Select Committee on Environment, Food and Rural Affairs Minutes of Evidence

Examination of Witnesses (Questions 202-219)


26 APRIL 2006

  Q202 Chairman: Good afternoon ladies and gentlemen. Welcome to a further evidence session on the Committee's inquiry into matters connected with biofuels. May I welcome at the outset representatives from the Biosciences Federation and the Royal Society of Chemistry. Dr Rebecca Rowe from the Plant and Environment Laboratory, the School of Biological Sciences at the University of Southampton, you are very welcome. Professor Tony Bridgwater from the Bioenergy Research Group at Aston University, also representing the Royal Society of Chemistry and Dr Jeremy Woods, who has been a friend and helpmate already to the Committee in these matters, from Imperial College Centre for Environmental Policy and Technology and also representing the Royal Society of Chemistry. We had hoped to be joined this afternoon by Dr Maeve Kelly from the Scottish Association for Marine Sciences, but sadly Dr Kelly has had to attend a funeral and we fully appreciate why she is not able to join us this afternoon. I gather, Professor Bridgwater, that on those areas where she was going to talk to us, particularly about biomass in the marine environment, you are fully up to speed on these matters and you will be able to accept questions from the Committee; for that we are very grateful indeed and we look forward to getting to that part of our activities. I should like to start by just trying to put policy into context, take your views about that and the way the Government have arranged the deckchairs on the whole question of bioenergy. Last week, we heard from the Biomass Task Force and I started my approach by drawing everybody's attention to an annex at the conclusion of the Biomass Task Force report which was two pages of schemes and initiatives sponsored by different bits of government trying to promote the use of biomass. I said at the time that I thought this looked rather bitty and it lacked coherence. I suppose when one looks at some of the other areas of bioenergy, one might level the same accusation at it, bearing in mind the number of departments which are involved and the sometimes oft quoted criticism of a lack of coherence of joining up when it comes to the use of bioenergy. I wondered whether, from your standpoint, you might have formed a similar view.

  Professor Bridgwater: It is true that the whole bioenergy system is a chain, starting with the planting of biomass, the growing, the harvesting, the transport, the conversion into higher value products and their utilisation in energy systems and you have therefore three government departments involved. One of the omissions or weaknesses of the whole system is consideration of the interfaces between the component parts of the chain. It is improving, but there is still a significant gap there.

  Q203  Chairman: How would you see it improved?

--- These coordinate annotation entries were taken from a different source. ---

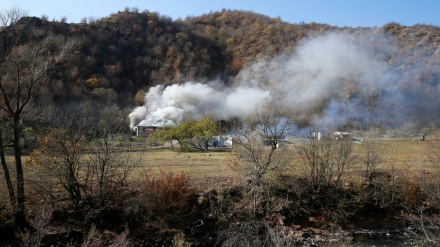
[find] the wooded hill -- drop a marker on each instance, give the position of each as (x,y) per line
(126,53)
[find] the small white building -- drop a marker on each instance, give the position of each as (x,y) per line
(145,128)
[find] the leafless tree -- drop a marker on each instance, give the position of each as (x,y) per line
(255,147)
(256,142)
(371,157)
(23,67)
(325,158)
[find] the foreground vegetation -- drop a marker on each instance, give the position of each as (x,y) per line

  Professor Bridgwater: By the support being given to the interfaces and by the relevant departments working more closely together to ensure that the bits are all joined up more coherently.

  Q204  Chairman: Dr Rowe you are nodding; your body language suggested you agreed with my line of questioning. What are your observations on this?

  Dr Rowe: I have to agree with Professor Bridgwater that we do need a more coherent policy. My experience is more with the farmers and the growers and from their experience, although there is obviously the funding for the initial planting of biofuel crops and crops like Miscanthus, they still have to wait then for four years and most of that money is taken in the establishment of the crop. They do not get a yearly income, so there is that missing and it would be helpful for them if the money were more spread out maybe. Then they also need to make sure they have a contract with somebody to take this off them afterwards. There is a need for groups to come together to form companies which can then supply, for example, power stations and if we are talking about wheat, you need a large quantity in a small place so you need companies to come together to do that and I feel that there is a gap there as well.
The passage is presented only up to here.